Can i "borrow" for mortgage insurance?



“Borrow mortgage insurance is another alternative to piggyback mortgages and mortgage insurance, called a ‘‘financed premium,’’ which you should review and compare. This program allows for the borrower to buy a mortgage insurance premium and roll the cost of the premium into the loan amount in lieu of paying a mortgage insurance payment every month. This program came about just a few years ago but for some reason it’s never really gotten off the ground.

However, when compared to an 80-10-10 program it’s worth examining further. Let’s look at a typical transaction on a $200,000 home with 10 percent down. With an 80-10-10 program the first mortgage amount would be for 80 percent of $200,000, or $160,000, with the second mortgage at 10 percent of the sales price, or $20,000. Using a 30- year fixed rate of 7.00 percent on the first, and a 15-year rate of 8.00 percent on the second mortgage, the payments work out to be $1,058 and $189 respectively, for a total payment of $1,247. With 10 percent down and a monthly PMI premium, the mortgage payment at 7.00 percent on $180,000 would be $1,190, with a mortgage insurance premium of $36, for a total of $1,226.

Comparable deals in price with the exception that mortgage insurance is not tax deductible whereas both the first and second mortgages can be. Now look at paying for mortgage insurance with one premium and rolling that premium into your loan. With 10 percent down the financed premium amount cost is around $3,780. Add this number into your principal balance of $180,000 and again use the 7.00 percent 30-year rate. The new loan amount will be higher, and yes, you’re adding to your principal, but now you have one loan at $183,780 and a payment of $1,215 using the same 30-year note rate of 7.00 percent. Two things are happening here. First, the payment is lower than the other two options of 10 percent down with monthly mortgage insurance, and second, the interest on the full $1,215 payment is now tax deductible, whereas a monthly mortgage insurance payment is not.

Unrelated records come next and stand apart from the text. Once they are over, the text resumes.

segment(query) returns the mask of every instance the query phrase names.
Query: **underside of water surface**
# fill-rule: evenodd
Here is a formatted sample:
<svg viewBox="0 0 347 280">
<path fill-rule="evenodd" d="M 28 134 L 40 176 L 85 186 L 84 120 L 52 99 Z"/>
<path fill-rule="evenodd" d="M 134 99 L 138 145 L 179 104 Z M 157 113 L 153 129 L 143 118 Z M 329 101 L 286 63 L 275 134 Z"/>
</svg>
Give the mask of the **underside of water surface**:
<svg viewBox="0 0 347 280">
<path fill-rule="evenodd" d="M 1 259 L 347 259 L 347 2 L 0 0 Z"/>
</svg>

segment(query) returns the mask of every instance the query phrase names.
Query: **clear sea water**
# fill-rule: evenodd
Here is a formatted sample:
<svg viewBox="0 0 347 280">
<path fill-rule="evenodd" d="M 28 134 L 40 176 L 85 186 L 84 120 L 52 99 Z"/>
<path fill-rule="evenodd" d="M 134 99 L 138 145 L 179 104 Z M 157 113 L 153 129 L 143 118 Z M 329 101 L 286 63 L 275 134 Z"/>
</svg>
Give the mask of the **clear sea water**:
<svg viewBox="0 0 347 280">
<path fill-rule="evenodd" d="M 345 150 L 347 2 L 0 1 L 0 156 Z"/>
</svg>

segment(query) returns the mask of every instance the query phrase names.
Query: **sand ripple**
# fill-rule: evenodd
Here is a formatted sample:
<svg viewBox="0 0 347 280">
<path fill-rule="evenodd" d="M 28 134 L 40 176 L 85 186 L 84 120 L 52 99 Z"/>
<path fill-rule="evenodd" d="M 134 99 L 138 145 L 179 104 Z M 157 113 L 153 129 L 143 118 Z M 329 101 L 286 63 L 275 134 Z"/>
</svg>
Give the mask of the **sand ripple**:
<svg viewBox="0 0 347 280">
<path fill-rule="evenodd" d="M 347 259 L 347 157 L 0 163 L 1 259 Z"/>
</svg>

There are some detractors of this program, but really the only drawback is that it adds to your principal balance, and the cost of that $3,780 spread over thirty years gets expensive, adding over $5,000 in additional interest. True, but there are also financed mortgage insurance programs that are refundable when the loan is refinanced. This is such a solid program I’m not certain why it’s not more popular. As a matter of fact, I used this very same program to buy my first home in Austin.